Table Of Contents
Introduction
Thanos is an open source, highly available Prometheus setup with long term storage and querying capabilities.
Let’s look at how we can set it up for multi-cluster monitoring in AWS.
Architecture
Consider we have multiple kubernetes clusters (e.g. Cluster A, Cluster B etc.) that we would like to monitor (node, pod metrics etc.) from a central Observer cluster.

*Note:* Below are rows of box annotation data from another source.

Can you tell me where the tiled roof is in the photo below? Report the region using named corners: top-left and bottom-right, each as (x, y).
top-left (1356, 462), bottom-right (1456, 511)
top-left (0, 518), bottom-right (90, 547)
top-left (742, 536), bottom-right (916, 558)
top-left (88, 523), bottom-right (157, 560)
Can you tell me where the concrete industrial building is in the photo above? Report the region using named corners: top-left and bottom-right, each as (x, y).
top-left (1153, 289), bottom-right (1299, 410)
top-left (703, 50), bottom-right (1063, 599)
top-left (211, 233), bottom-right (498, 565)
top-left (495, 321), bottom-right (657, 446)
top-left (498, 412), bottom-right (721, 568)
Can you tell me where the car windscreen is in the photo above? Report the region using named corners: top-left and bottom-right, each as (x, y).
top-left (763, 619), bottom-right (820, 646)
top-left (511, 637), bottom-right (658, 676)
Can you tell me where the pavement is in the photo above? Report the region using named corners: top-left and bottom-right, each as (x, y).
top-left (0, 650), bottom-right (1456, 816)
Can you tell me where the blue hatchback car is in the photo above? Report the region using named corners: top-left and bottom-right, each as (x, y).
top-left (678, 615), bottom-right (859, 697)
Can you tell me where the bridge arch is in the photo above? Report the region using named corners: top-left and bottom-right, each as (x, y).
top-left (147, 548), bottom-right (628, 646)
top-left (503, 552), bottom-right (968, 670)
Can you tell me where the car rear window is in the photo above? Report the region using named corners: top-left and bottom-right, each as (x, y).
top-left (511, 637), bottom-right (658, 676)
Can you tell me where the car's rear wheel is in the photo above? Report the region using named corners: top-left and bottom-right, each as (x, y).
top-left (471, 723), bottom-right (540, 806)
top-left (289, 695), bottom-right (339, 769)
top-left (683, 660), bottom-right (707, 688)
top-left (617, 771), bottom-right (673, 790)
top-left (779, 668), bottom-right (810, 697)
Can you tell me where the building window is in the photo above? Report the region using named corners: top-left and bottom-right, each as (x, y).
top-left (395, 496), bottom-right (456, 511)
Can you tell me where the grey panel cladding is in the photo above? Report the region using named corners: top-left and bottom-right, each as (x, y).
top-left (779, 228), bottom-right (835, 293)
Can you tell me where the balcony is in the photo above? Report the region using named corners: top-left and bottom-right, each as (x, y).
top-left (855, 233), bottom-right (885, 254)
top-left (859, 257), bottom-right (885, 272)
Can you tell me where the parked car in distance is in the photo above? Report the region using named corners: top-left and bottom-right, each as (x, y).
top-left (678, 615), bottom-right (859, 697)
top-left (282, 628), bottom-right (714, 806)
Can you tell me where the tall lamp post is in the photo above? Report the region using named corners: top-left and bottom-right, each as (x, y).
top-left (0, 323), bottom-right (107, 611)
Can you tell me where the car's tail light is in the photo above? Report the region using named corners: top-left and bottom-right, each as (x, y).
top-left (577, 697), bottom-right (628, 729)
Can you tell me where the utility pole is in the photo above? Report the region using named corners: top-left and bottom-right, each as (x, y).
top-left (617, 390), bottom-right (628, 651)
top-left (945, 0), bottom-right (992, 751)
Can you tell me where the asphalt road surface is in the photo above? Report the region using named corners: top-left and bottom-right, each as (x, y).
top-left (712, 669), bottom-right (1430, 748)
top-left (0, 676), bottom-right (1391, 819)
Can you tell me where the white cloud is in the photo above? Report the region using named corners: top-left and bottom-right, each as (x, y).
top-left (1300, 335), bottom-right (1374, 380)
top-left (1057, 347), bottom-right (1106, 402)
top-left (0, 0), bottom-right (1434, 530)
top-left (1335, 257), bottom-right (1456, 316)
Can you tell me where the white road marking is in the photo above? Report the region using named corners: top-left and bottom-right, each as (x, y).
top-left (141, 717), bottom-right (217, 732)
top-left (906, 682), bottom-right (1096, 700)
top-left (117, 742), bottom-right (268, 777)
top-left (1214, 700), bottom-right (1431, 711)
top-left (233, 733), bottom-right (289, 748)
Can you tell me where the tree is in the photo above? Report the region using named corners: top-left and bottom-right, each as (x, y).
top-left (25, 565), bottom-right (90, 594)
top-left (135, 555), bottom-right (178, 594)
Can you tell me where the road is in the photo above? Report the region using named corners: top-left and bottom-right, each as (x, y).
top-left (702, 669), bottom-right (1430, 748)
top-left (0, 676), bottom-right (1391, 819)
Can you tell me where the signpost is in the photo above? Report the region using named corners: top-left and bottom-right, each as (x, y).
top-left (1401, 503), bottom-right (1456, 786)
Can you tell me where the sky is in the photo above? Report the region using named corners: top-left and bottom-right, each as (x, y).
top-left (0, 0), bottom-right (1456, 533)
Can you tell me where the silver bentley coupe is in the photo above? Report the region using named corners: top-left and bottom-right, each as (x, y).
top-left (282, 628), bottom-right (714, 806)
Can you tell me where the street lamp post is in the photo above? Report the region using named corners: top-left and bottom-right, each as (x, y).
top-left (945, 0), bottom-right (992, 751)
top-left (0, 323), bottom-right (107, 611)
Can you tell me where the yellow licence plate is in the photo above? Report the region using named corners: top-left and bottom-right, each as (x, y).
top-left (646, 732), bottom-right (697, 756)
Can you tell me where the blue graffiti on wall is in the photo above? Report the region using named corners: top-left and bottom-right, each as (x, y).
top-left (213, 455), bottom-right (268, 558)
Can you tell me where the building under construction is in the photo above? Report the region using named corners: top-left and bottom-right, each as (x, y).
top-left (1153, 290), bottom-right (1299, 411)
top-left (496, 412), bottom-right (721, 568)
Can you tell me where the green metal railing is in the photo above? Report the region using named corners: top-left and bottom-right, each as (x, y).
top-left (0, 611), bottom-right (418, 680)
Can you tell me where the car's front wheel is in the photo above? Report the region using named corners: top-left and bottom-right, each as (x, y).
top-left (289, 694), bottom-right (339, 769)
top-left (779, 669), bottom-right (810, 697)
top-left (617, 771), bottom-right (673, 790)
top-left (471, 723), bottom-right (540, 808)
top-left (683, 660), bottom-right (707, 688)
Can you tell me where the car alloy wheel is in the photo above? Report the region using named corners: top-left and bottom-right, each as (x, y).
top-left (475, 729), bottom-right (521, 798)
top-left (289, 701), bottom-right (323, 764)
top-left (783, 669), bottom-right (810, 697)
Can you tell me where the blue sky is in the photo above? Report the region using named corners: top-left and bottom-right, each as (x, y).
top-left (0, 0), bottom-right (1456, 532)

Below is a reference architecture in AWS showcasing how we could achieve it with Thanos:
Repositories
Kube Prometheus Stack
Kube Prometheus is an open source project that provides easy to operate end-to-end Kubernetes cluster monitoring with Prometheus using the Prometheus Operator.
It packages below components:
- Prometheus Operator
- Highly available Prometheus
- Prometheus Node Exporter
- Kube State Metrics
as well other components such as grafana, alert manager etc.
For our setup, we will install Kube Prometheus Stack in each our clusters that we would like to monitor.
Since we are planning for monitoring from a central observer cluster, we do not want to install some tools e.g. grafana in each of the clusters.
We make use of the helm chart repo [https://github.com/HarshadRanganathan/helm-aws-prometheus-stack] and override the values for easy installation.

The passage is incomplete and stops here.